Antisipasi Pemerintah

Mengenai potensi munculnya gelombang ketiga Covid-19 di Indonesia, Pemerintah mengaku mempersiapkan sejumlah langkah antisipasi. 

Untuk mengantisipasi adanya gelombang ketiga, Menteri Kesehatan (Menkes) Budi Gunadi Sadikin mengatakan bahwa pemerintah akan terus berusaha memperkuat testing, tracing, dan treatment (3T).

Dengan memanfaatkan teknologi digital, Budi berharap sistem pelacakan akan semakin baik.

Hal ini nantinya bisa membantu menentukan daerah mana saja yang perlu segera melakukan karantina wilayah atau lockdown, sehingga tidak sampai melakukan lockdown skala nasional.

"Karena dengan fungsi pelacakan yang baik, tracing yang baik, kita bisa dengan cepat melakukan analisa klaster mana, atau micro lockdowndi mana yang harus kita lakukan.

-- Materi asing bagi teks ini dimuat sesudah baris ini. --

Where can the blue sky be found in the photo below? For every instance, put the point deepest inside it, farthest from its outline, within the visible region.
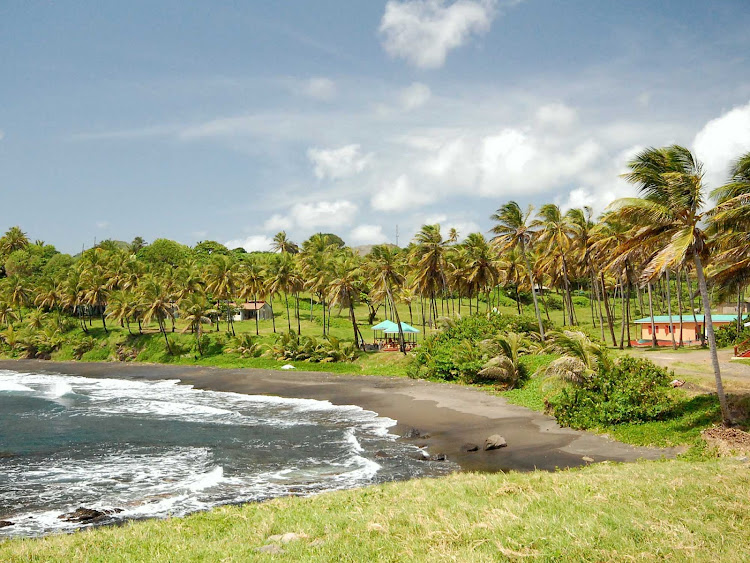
(230, 121)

Tidak usah dalam skala besar," kata Budi Gunadi saat siaran pers Pemberlakukan Pembatasan Kegiatan Masyarakat (PPKM) melalui YouTube Sekretariat Presiden, Senin (20/9/2021).

Baca juga: Jangan Lengah, Kita Masih Dihantui Potensi Gelombang Ketiga Covid-19...

 

Survei tes antibodi

Selain memperkuat 3T, Menkes menyampaikan bahwa pemerintah akan melakukan seroprevalence survey atau survei seroprevalensi.

Bekerjasama dengan Kementerian Dalam Negeri, Organisasi Kesehatan Dunia (WHO) dan beberapa perguruan tinggi, Kemenkes akan melakukan survei di 100 kabupaten/kota di 34 provinsi.

"Kita mau melakukan survei 6 bulan sekali rencananya, untuk mengetahui berapa yang sudah tertular, dan berapa titer antibodinya, dan apakah ada penurunan. Sehingga ini bisa dipakai sebagai dasar kita kebijakan ke depan, berbasis data-data yang real," tutur Budi.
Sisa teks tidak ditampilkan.